Thu Jun 15, 03:54:00 PM  
Blogger nikki said...

totally not depressing.

enlightening, yes. depressing, no.

you've learned from his behavior on what not to do. i hope you also recognize the great things about him that you embody now cuz i'm sure he wasn't all bad. i think it's important to seek out the positive things because if we focus on all the bad things about our parents it might alter how we see ourselves in a negative way.

also, i agree with sowise...there are alot of intangibles we inherit as a result of our relationships with our parents. i mean think about it...the first relationships we form in our lives are the ones with our mom and dad (if they're around). if our relationships 'fail' with them, it becomes that much more difficult for us to maintain healthy relationships with anybody else.

you did what you could and reached out. i hope you continue reaching out in that manner with other folk in your life.

Thu Jun 15, 03:57:00 PM  
Blogger fallen angel said...

my relationship with my biological father is about five years old now. he is also the source of my musical passion (go figure that we get it from the absent parent). although i dont know you i will tell you that i'm proud of you. proud that you have learned how to put your father's life in perspective to your own. proud that you've not allowed anger to eat away at all the memories of yall's time together. proud that you were able to share your father's day "gift" with all of us. as with any personal post, i appreciate the glimpse you've allowed us into your personal life...
~fallen angel

Thu Jun 15, 05:03:00 PM  
Blogger The Mistress said...

This comment has been removed by a blog administrator.

Thu Jun 15, 07:05:00 PM  
Blogger The Mistress said...

Awww....T! What a moving post! I'm a crier so you already know this induced a few waterworks! :-(

I so empathize with you and others who have had difficult or non-existant relationships with their fathers. It's such a heart-breaking epidemic in our community.

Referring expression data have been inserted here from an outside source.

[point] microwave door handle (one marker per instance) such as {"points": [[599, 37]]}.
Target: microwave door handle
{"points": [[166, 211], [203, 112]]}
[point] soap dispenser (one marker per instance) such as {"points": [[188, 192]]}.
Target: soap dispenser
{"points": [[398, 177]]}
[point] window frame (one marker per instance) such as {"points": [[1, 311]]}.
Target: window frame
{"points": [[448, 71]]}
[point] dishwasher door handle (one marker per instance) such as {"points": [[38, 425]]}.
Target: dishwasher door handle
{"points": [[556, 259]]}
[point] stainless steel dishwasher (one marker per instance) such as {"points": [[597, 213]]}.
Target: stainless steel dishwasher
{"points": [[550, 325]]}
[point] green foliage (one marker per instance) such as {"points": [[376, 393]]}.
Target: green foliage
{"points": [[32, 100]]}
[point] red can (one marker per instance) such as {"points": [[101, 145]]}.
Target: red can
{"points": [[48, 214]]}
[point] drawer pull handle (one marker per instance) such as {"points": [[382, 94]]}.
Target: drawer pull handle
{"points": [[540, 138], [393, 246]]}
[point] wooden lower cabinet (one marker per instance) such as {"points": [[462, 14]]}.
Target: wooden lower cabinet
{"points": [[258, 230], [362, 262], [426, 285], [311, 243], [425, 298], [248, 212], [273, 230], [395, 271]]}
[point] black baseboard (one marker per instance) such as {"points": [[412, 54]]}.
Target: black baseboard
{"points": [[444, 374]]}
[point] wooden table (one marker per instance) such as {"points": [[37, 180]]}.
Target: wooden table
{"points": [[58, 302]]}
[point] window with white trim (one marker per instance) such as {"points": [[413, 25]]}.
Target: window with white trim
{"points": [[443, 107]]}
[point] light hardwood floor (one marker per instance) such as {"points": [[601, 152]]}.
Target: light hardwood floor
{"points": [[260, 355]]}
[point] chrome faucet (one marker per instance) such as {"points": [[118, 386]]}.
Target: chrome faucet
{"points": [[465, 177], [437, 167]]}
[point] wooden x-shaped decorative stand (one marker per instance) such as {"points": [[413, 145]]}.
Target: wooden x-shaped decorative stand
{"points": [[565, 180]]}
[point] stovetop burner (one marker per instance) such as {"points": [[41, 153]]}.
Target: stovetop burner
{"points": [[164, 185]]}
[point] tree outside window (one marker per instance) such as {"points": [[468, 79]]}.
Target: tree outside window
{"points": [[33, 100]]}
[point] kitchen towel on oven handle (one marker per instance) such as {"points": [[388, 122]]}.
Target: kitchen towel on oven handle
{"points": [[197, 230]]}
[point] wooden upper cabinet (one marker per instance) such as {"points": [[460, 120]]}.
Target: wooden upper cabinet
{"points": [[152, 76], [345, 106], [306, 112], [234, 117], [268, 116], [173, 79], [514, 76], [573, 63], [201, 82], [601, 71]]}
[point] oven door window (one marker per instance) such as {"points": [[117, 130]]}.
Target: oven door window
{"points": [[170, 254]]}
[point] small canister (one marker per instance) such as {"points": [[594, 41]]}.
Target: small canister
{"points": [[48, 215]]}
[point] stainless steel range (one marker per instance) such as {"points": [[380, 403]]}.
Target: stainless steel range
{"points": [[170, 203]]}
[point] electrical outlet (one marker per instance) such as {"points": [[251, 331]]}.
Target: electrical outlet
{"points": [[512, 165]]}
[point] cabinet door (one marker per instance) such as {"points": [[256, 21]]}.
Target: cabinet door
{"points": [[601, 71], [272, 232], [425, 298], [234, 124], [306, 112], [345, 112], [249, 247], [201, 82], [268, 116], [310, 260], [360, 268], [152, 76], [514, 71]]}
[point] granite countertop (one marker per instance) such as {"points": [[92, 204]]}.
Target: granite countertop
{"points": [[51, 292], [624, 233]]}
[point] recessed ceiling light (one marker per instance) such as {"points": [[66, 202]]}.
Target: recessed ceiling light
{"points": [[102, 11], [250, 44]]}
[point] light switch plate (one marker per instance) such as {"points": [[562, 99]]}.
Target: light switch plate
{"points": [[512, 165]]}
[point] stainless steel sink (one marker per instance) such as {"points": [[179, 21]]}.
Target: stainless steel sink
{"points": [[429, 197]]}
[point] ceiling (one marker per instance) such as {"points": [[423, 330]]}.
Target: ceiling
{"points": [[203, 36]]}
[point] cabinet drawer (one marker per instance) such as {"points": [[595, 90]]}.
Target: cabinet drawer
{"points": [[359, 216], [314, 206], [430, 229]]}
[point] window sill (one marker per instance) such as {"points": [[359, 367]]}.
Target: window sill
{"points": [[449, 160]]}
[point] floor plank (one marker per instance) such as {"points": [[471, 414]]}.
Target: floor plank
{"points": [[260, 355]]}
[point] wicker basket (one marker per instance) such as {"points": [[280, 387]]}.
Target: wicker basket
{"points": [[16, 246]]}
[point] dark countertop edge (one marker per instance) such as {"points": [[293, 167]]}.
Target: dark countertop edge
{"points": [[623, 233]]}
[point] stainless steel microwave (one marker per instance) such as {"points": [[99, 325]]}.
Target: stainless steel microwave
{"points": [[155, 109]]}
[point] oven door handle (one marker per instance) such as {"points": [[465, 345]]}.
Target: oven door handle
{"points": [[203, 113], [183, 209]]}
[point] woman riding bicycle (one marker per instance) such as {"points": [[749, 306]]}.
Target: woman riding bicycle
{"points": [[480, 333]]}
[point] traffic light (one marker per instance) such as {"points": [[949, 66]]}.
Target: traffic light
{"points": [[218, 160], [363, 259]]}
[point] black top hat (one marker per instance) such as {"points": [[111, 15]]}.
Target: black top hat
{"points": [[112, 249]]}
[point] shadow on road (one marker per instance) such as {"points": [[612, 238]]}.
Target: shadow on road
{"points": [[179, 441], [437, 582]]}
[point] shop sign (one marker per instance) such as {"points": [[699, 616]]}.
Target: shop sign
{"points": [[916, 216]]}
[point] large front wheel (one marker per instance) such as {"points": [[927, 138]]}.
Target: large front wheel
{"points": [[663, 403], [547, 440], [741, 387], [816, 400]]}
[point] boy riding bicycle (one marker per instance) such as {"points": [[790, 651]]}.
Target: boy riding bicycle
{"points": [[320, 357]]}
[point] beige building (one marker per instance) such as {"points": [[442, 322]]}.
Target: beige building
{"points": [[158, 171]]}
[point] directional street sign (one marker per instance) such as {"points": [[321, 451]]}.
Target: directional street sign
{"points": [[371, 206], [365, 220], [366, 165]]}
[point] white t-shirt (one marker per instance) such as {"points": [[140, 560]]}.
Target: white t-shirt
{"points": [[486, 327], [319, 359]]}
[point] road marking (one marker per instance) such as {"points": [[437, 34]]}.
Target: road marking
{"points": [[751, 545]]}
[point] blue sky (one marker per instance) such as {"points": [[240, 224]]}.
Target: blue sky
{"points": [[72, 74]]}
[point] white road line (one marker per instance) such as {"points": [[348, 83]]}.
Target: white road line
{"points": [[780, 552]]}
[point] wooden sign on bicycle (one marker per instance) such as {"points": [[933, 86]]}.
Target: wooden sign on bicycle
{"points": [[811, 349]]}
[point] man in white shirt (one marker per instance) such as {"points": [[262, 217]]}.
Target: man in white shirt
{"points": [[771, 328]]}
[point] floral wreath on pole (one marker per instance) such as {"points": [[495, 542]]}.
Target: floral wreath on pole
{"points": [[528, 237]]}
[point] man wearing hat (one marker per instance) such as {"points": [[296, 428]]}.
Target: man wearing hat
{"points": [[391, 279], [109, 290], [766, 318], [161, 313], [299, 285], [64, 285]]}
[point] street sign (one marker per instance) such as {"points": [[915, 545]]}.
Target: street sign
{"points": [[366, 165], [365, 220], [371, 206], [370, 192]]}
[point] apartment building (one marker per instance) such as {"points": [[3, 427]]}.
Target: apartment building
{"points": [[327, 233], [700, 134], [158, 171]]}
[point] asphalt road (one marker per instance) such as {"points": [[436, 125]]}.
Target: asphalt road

On the bright side though, I have no doubt that you will break the cycle once you have kids! I can see it now...Big Daddy T Casanova! How cute! :-)

Your words and experiences really help me appreciate what an amazing, loving father I've been blessed to have all my life!

Thu Jun 15, 07:07:00 PM  
Blogger "N" Search of Ecstasy said...

I agree, definitely not depressing and the comments above express it all.

Thu Jun 15, 08:56:00 PM  
Blogger T. Cas said...

Thanks again for the kind comments and letting me get that out.

Fri Jun 16, 12:55:00 AM  
Blogger Sangindiva said...

I know what it's like to have a father
dealing with the beast. drugs destroy lives.
Big ups for recognizing that you don't have to be this
way. I can't wait to hear you speak on your youngins'.

Tue Jun 20, 02:48:00 PM  
Anonymous Anonymous said...

I know I'm late but this post was great! Not depressing at all. Very mature acceptance of real life. Thanks for sharing.

Mon Jun 26, 06:50:00 PM  
Blogger Still_Pocahontaz said...

Wow. Im speechless because my father has not been constant in my life either and its hard to explain his behavior. Almost a month ago he got out of jail, I told my children and two days later he called me and told he was back.Im confused and frustrated at him but at this point all I can do is pray for him

I saw your post reference on Mags page of course...thanks for sharing

Tue Apr 22, 04:28:00 PM  
Blogger Opinionated Diva said...

I don't even know what I want to say...too many thoughts in my head right now...but I do appreciate you for telling your story.

Tue Apr 22, 07:32:00 PM  
Blogger Days like These! said...

thank you for sharing your story. it was very touching and i know you'll make a great father one day!